The scope of the plan is across the full upstream portion of the value chain, from exploration through appraisal, development, and operations. The plan includes projects that are considered strategic research—from idea generation through proof of concept and component testing. Other elements also included in the portfolio can be termed technology development (continuing advancement through prototype testing and identifying opportunities for deployment).

The plan includes a number of projects that were being (and continue to be) managed by ETC personnel as part of the common-good focus area model. In these cases, project managers can now depend on strong ties back to the two GOM business units as they advance their scientific discovery process. One strategic research project, involving sweet-spot mapping of the Wilcox reservoir based on an integration of seismic data, core data, and various Earth modeling techniques, is in continual iteration with ongoing drilling of development wells at Jack/St Malo—a relationship that bears great relevant-time fruit for a project that is still low on the technology maturity scale.

The plan also includes supplemental projects that are being advanced within a business unit if they are required to maintain alignment with major capital project milestones. Managing technology projects outside of the ETC carries the challenge of ensuring rapid and broad deployment beyond the GOM. For this reason, such supplemental projects involve ETC personnel in their development. Regardless of where the technology management resides, project leaders often leverage involvement from partners such as other energy companies, top universities, service providers, and national laboratories.

Governance

Similarly to the focus area, governance bodies—decision review boards and technology management teams—across the Chevron enterprise, the GGOM Wilcox Challenge Technology Workgroup (TWG), and Technology Steering Team (TST) strive to ensure that relevant business and technology company personnel are appropriately engaged in the delivery of technology. While participants in the focus area governance bodies necessarily represent all Chevron business units, the governance bodies of the GGOM Wilcox Technology plan are focused on the business needs of the two GOM business units. To ensure alignment between the GGOM plan and the focus area process and that the needs of the GGOM are addressed as the focus area process determines common-good funding, GGOM TWG and TST members are common members of the governance of the key focus areas whose portfolios impact the Wilcox challenge.

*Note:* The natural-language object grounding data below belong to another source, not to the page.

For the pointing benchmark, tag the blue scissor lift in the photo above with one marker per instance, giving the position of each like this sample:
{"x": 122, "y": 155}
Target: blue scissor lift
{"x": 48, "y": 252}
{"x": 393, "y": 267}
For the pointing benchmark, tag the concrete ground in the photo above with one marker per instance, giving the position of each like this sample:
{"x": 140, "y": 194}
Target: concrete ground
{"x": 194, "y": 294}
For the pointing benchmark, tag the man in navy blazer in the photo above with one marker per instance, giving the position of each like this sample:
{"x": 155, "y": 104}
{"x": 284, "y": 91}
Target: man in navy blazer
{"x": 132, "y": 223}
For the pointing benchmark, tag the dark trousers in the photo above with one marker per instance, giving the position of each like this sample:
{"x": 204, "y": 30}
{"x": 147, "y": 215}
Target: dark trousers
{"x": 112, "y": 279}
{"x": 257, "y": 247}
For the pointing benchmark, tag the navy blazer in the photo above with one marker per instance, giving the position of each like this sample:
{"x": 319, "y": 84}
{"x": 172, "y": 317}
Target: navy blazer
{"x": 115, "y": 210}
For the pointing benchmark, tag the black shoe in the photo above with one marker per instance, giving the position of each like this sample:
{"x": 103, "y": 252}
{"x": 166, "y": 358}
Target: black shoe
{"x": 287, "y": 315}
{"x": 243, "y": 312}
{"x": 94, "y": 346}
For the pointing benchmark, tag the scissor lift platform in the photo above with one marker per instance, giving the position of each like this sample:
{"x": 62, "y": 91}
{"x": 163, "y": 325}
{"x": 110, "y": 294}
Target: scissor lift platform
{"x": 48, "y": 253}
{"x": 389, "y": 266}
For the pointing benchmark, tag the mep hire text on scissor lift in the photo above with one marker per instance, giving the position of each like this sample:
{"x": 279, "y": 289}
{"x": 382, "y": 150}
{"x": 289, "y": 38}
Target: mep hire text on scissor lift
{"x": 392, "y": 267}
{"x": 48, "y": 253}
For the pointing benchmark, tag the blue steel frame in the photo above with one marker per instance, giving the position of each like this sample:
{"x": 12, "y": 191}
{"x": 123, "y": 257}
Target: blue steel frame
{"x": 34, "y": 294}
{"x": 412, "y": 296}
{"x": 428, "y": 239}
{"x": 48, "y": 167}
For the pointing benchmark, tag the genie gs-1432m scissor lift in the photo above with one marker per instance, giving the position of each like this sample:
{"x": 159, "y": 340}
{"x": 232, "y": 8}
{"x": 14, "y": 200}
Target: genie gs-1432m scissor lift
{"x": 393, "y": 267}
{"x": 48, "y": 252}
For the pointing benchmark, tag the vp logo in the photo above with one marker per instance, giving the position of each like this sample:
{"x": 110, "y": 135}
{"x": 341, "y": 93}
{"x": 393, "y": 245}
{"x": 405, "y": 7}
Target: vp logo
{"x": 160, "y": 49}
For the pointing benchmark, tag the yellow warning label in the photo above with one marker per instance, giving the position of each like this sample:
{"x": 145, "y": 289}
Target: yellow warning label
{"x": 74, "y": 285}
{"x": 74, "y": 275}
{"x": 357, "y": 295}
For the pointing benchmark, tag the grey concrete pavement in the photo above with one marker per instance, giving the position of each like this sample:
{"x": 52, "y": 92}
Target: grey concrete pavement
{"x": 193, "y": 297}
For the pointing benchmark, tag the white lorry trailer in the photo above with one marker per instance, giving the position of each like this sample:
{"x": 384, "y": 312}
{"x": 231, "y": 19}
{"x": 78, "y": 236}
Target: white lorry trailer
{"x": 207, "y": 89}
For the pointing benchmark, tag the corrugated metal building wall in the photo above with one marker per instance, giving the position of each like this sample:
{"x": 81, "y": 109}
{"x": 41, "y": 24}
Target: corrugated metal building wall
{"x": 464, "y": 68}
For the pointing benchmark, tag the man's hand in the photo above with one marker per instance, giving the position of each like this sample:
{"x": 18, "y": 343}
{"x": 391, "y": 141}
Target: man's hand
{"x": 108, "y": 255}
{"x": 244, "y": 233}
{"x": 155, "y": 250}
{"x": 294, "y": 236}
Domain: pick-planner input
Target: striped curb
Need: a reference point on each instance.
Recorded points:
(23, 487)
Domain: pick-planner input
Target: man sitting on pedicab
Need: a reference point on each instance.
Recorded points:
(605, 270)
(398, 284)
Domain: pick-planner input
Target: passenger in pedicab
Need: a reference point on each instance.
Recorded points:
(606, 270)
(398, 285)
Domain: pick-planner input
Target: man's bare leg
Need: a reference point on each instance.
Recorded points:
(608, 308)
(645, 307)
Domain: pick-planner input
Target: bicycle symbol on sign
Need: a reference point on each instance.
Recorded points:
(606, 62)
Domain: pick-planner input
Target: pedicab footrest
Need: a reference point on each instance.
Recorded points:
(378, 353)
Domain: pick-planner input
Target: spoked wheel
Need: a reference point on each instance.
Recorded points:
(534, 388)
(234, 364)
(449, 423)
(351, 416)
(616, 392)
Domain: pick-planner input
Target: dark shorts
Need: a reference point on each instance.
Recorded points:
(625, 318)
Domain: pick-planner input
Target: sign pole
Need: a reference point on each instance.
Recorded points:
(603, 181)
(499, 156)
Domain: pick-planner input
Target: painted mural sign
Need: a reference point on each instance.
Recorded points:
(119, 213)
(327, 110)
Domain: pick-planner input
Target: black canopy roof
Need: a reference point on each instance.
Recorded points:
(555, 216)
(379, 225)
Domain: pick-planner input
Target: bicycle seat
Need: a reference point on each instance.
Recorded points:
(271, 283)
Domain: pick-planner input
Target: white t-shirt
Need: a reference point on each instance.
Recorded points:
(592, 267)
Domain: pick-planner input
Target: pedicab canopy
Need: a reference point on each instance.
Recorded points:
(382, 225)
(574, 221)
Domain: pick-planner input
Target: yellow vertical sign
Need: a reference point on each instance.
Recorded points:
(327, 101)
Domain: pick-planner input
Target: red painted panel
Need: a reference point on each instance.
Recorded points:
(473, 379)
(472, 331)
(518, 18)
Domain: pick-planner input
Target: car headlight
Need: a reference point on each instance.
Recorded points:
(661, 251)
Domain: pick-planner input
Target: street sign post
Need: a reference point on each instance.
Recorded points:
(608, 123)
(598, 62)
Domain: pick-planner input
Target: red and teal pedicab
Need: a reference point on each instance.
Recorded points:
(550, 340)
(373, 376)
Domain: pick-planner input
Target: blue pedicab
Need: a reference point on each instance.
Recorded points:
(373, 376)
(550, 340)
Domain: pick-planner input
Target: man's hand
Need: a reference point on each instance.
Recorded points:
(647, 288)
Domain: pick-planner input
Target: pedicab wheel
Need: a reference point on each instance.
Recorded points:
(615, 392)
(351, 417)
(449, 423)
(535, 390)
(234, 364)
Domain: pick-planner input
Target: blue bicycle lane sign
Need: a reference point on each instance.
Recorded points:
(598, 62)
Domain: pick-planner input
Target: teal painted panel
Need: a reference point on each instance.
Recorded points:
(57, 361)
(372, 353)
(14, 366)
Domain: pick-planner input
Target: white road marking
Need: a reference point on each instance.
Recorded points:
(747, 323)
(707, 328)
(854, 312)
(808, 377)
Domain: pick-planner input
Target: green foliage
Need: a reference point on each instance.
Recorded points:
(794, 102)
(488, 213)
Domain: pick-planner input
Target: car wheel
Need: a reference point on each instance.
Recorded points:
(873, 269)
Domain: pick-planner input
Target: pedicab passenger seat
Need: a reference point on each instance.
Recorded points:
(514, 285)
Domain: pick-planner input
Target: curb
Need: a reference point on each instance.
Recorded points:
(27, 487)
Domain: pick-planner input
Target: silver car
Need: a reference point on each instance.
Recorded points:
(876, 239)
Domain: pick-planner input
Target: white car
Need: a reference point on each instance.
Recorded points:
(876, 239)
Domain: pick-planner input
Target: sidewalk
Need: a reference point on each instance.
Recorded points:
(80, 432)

The GGOM Wilcox Challenge Technology Plan’s model of governance, which complements the enterprisewide, common-good focus area framework, contains three levels.

  • Sponsors: Provide strategic business direction and cross-business unit/technology company endorsement of the plan.
  • Technology Steering Team: Defines business opportunities, sets plan objectives, and prioritizes technology topic areas (TTAs) to be monitored and provides resources for and monitor of the execution of the plan; the plan owner leads this body and the TWG.
  • Technology Workgroup: Provides a business conduit and technical guidance to the plan owner and TTA focal points.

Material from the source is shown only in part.